According to a Jan. 24 report in the Winnipeg Free Press , some news outlets in India were reporting possible names of the four people who died. Some websites also published a photo purported to be of the family.

The RCMP, in an updated news release on Jan. 24, said they are aware that some news outlets were publishing possible names of the people who died, but they are still working to confirm their identities. No names will be released by the RCMP until the Indian nationals have been identified.

“Our investigators are working closely with the office of the chief medical examiner of Manitoba and pursuing other investigative avenues to confirm the names,” reads a portion of the RCMP release. “We are also in regular contact with Indian consular officials who have arrived in Manitoba. Once the identities have been confirmed, our priority will be to formally notify the next of kin.”
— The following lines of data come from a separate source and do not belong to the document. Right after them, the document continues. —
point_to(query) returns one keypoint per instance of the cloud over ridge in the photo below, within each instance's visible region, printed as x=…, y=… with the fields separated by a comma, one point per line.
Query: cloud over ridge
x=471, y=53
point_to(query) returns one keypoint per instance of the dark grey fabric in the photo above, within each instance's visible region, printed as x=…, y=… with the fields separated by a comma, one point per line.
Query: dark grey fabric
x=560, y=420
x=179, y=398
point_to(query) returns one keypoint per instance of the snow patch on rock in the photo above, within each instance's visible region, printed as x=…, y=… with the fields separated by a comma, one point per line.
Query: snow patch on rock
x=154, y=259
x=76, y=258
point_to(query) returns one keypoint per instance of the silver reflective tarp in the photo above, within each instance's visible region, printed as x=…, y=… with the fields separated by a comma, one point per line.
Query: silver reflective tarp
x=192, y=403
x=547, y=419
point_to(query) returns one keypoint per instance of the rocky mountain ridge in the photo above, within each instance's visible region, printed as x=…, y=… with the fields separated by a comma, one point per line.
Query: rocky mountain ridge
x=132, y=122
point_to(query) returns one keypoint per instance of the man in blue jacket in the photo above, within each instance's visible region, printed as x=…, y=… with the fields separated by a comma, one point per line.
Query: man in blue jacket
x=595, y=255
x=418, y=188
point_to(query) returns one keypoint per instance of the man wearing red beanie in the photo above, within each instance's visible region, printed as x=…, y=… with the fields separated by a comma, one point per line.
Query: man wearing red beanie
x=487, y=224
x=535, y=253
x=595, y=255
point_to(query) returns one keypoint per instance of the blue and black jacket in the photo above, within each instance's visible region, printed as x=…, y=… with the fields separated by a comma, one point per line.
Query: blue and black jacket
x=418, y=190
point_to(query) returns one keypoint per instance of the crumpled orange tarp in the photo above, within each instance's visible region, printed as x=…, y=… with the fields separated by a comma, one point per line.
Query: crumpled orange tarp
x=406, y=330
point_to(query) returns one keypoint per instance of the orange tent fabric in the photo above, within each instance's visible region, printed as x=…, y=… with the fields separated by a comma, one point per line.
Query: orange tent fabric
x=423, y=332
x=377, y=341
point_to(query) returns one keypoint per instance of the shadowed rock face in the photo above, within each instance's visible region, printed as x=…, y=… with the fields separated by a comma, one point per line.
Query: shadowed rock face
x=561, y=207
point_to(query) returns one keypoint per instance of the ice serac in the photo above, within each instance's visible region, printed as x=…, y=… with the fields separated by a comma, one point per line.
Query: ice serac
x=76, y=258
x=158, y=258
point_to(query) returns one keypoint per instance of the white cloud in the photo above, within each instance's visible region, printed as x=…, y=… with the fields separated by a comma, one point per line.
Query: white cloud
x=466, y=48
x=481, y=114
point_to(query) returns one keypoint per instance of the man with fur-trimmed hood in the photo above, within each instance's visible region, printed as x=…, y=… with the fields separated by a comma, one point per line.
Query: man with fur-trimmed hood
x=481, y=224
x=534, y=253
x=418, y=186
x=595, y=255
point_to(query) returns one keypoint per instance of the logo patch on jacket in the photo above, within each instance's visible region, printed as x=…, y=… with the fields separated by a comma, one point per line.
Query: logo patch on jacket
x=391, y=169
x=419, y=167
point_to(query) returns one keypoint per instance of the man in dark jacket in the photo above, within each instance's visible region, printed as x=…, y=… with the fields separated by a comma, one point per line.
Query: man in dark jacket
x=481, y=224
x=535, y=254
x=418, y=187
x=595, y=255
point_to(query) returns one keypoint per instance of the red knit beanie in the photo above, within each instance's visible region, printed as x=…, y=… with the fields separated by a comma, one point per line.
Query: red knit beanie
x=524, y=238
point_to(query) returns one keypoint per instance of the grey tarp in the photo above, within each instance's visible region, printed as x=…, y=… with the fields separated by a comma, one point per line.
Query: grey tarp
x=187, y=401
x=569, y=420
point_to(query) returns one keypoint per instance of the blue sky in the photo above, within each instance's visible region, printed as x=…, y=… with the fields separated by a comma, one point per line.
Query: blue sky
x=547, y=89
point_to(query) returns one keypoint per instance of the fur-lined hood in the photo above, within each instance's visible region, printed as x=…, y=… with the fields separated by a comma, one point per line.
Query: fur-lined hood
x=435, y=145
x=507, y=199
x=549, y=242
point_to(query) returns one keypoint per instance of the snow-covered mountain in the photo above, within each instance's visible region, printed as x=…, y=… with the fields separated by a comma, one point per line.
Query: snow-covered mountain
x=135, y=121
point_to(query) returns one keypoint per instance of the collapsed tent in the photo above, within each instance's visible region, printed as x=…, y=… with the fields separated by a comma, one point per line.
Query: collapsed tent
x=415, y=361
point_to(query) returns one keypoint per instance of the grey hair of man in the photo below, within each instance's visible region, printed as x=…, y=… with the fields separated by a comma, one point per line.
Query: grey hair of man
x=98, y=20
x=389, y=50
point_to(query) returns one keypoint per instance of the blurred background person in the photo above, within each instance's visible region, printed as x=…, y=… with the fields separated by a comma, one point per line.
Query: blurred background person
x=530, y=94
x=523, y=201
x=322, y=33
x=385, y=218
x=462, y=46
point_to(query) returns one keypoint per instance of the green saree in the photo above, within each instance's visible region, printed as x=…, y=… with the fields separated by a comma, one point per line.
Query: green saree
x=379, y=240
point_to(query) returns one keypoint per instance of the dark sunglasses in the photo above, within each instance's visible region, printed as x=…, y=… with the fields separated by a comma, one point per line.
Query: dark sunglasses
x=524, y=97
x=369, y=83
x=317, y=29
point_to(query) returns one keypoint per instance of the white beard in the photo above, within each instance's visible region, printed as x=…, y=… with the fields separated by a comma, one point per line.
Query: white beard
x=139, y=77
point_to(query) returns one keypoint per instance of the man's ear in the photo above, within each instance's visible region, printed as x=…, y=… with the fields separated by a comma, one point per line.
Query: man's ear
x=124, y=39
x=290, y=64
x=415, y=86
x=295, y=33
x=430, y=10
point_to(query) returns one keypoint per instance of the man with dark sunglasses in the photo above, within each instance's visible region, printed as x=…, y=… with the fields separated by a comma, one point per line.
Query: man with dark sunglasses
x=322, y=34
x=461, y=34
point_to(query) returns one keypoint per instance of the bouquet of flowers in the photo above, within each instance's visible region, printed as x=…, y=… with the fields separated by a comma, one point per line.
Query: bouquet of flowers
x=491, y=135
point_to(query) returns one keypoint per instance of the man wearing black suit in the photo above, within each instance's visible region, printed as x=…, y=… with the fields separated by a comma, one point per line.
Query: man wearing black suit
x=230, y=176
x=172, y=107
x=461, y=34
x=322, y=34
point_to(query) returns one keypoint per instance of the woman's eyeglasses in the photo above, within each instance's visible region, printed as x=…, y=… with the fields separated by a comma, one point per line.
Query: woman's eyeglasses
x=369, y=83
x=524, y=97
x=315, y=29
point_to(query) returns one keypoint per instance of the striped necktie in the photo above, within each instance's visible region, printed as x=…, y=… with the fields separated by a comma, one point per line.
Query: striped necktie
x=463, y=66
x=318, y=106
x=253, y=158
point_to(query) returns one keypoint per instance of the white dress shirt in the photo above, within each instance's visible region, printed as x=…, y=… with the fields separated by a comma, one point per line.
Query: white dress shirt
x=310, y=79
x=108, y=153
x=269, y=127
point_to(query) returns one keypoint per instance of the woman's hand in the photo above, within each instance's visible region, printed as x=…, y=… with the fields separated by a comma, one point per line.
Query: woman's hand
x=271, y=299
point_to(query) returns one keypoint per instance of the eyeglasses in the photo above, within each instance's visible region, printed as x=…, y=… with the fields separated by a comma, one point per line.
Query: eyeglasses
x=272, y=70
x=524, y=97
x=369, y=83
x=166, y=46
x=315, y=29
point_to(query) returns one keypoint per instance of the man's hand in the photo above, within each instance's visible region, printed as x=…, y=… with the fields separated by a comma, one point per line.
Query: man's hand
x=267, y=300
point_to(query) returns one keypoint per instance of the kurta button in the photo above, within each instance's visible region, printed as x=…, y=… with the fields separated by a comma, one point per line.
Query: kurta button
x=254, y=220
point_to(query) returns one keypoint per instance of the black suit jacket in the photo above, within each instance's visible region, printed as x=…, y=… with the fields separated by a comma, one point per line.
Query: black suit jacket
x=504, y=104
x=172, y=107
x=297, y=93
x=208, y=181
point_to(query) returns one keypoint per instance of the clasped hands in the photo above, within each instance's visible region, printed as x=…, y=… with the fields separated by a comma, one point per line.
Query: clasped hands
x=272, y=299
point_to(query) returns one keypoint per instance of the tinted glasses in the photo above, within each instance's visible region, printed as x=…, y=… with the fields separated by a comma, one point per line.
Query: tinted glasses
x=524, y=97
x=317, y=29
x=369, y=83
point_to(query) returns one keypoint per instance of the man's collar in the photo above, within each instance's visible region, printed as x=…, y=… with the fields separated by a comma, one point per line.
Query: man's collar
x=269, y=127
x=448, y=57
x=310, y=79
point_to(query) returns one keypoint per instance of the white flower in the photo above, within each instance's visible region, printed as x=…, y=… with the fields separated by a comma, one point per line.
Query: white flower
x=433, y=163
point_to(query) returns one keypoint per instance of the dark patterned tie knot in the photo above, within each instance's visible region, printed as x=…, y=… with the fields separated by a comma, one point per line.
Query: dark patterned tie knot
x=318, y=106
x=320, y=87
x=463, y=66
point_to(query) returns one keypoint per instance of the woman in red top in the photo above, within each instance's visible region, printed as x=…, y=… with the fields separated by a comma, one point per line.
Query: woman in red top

The Herald reached out to several Indian organizations in Manitoba, including the Hindu Society of Manitoba, but those calls and messages were not returned.

David Marcus, a Border Patrol agent with the Grand Forks sector, said because the seven remaining Indian nationals crossed the border illegally, they have been administratively processed for removal from the United States.

According to the U.S. Citizenship and Immigration Services website, there is a visa for people who have been trafficked into the country. Some of those people may be allowed to stay, to help with an investigation or prosecution of a trafficker. They may later be granted permanent residency visas if they meet certain criteria. The Indian nationals were not trafficked into the country, however.

“In this instance, the migrants who were rescued knowingly and intentionally broke our immigration laws, therefore, they were processed accordingly as per the Immigration and Nationality Act,” Marcus told the Herald.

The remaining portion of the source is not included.